Nach diesem Wendepunkt sind andere therapeutische Ansätze aufgetaucht, die sich im Kampf gegen komplizierte Tumore als zunehmend wirksam erwiesen haben. Im vergangenen Jahr wurde eine Phase-II-Studie mit einem neuen Medikament vorgestellt: Tarlatamab, ein Antikörper, der als Vermittler fungiert und Lymphozyten mit Tumorzellen in Kontakt bringt, damit diese körpereigenen Abwehrkräfte sie erkennen und vernichten können. „Wir beginnen zu verstehen, wie wir im immunologischen Kontext eingreifen können, und genau das ist mit Tarlatamab geschehen“, sagt Paz-Ares, der Hauptautor der Studie. Das Molekül ist ein bispezifischer Antikörper mit zwei Armen: Einer bindet an den Lymphozyten und der andere haftet an einem Protein auf der Membran von Tumorzellen und präsentiert sie dem Immunsystem, um die bösartigen Zellen zu identifizieren und abzutöten.

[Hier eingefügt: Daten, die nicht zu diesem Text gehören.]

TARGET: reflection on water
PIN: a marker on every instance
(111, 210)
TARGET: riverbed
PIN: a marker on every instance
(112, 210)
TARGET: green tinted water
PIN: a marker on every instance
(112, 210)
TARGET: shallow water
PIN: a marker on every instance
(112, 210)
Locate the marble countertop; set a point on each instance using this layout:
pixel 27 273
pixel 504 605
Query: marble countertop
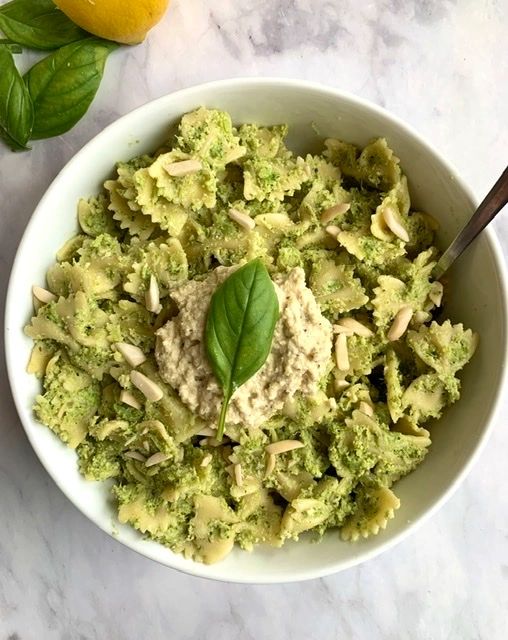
pixel 442 66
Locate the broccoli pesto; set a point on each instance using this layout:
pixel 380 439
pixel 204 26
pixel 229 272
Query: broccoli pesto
pixel 358 368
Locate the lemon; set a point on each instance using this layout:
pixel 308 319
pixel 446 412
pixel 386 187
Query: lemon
pixel 125 21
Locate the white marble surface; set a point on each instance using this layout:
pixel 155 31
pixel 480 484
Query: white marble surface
pixel 442 66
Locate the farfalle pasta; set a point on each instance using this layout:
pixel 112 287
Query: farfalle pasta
pixel 215 195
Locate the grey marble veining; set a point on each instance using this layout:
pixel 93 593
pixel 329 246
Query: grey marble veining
pixel 442 66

Den Ergebnissen der Studie zufolge schrumpften die Tumore bei 40 % der Patienten. Die mittlere Überlebensrate stieg auf über 14 Monate. „Bei weiteren Nachuntersuchungen sehen wir, dass die mittlere Überlebensrate auf über 18 Monate steigt. Wir spekulieren, dass dies Auswirkungen auf das Überleben haben wird“, sagt Paz-Ares. Die FDA hat die Behandlung bereits zugelassen.

Vorsichtiger Optimismus

Tarlatamab ist derzeit die vielversprechendste Behandlungsmethode, aber sie ist nicht ohne Risiken. Es können Nebenwirkungen auftreten, wie Neurotoxizität (Verwirrung, Verhaltensänderungen) oder das Zytokinfreisetzungssyndrom, das am besorgniserregendsten ist. Dabei wird das Immunsystem stimuliert und Lymphozyten beginnen, Substanzen wie Zytokine freizusetzen und eine Art systemische Entzündung zu erzeugen, die, wenn sie nicht rechtzeitig behandelt wird, zu Multiorganversagen und zum Tod führen kann. Paz-Ares erklärt, dass der Zytokinsturm in 50 % der Fälle auftrat, aber weniger als 5 % waren schwerwiegend.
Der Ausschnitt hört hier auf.